Humanitarian aid has dwindled, and displaced people are wary of institutions. “Before, large packages used to arrive, now we get leftovers and broken things,” says a leader of the La Mechita shelter. In front of the main parish church, Silvia Arocoshimana, an Indigenous Bari leader of the Association of Mothers for Catatumbo, explains that her organization is responsible for caring for some of the most vulnerable people: women and children. She takes a crumpled piece of paper from her pocket with the names of women confined in their shelters for a month. “They don’t even have sanitary pads,” she says. “They are using banana leaves or their own children’s diapers to manage their periods.”
***
The night of February 14 in Tibú was noisy and violent. After the confrontation in which Johanna and Alejandra were shot, 20 soldiers and police arrived at night to guard the commercial area and enforce the curfew decreed by the Mayor’s Office from 10 p.m. Two hours later, at almost midnight, two explosive devices shook the military barracks, the headquarters of an engineering battalion. No one knows if they were “rehearsals” by the army or an attack, but everyone agrees that there are explosions of this type every night. “One is no longer afraid of something exploding; what is truly scary is hearing the bullets,” says Doña Blanca, as she prepares to travel to Cúcuta to see her daughters.
While traveling that Saturday morning, Johanna died due to the severity of her injuries. Blanca only found out several hours later, when she arrived at the hospital in Cúcuta. She was alone. The rest of the family was still in Tibú, in the shelter. There they received the news at around dawn. They looked for photos of Johanna and begged for help to travel to Cúcuta. They hoped to find another shelter there, one that would take them in at least while they attended the funeral. Johanna died protecting the children. Her family only wants to surround her, as she did with the little ones.
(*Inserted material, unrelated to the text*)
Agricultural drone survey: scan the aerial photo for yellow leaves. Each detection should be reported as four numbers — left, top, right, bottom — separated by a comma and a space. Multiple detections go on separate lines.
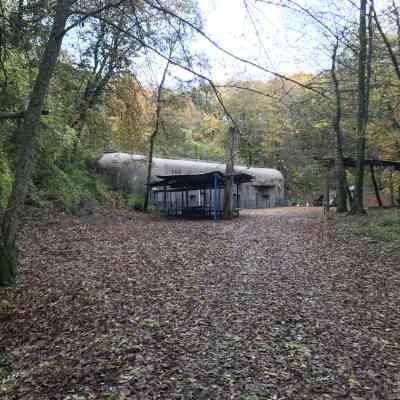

Javier Báez, Alejandra’s husband, set off on his motorbike towards Villa del Río to collect the few clothes they could take from the house. “The floor is covered in blood. You can see the bullet holes in the walls. We left everything behind, I only brought the children’s clothes,” he says upon returning, his eyes filled with tears and a small green backpack on his back. He had returned to the village to work in a rice field and thus raise money to pay the 400,000 pesos (around $100) they owed for two months’ rent on the house where his sister-in-law died. But his second displacement in a month occurred in silence, without goodbyes and amid deep uncertainty. “We lost everything again, even the field that fed us.” Alejandra, his wife, survived the attack without learning of her sister’s fate. Her family did not tell her to prevent her from suffering another setback.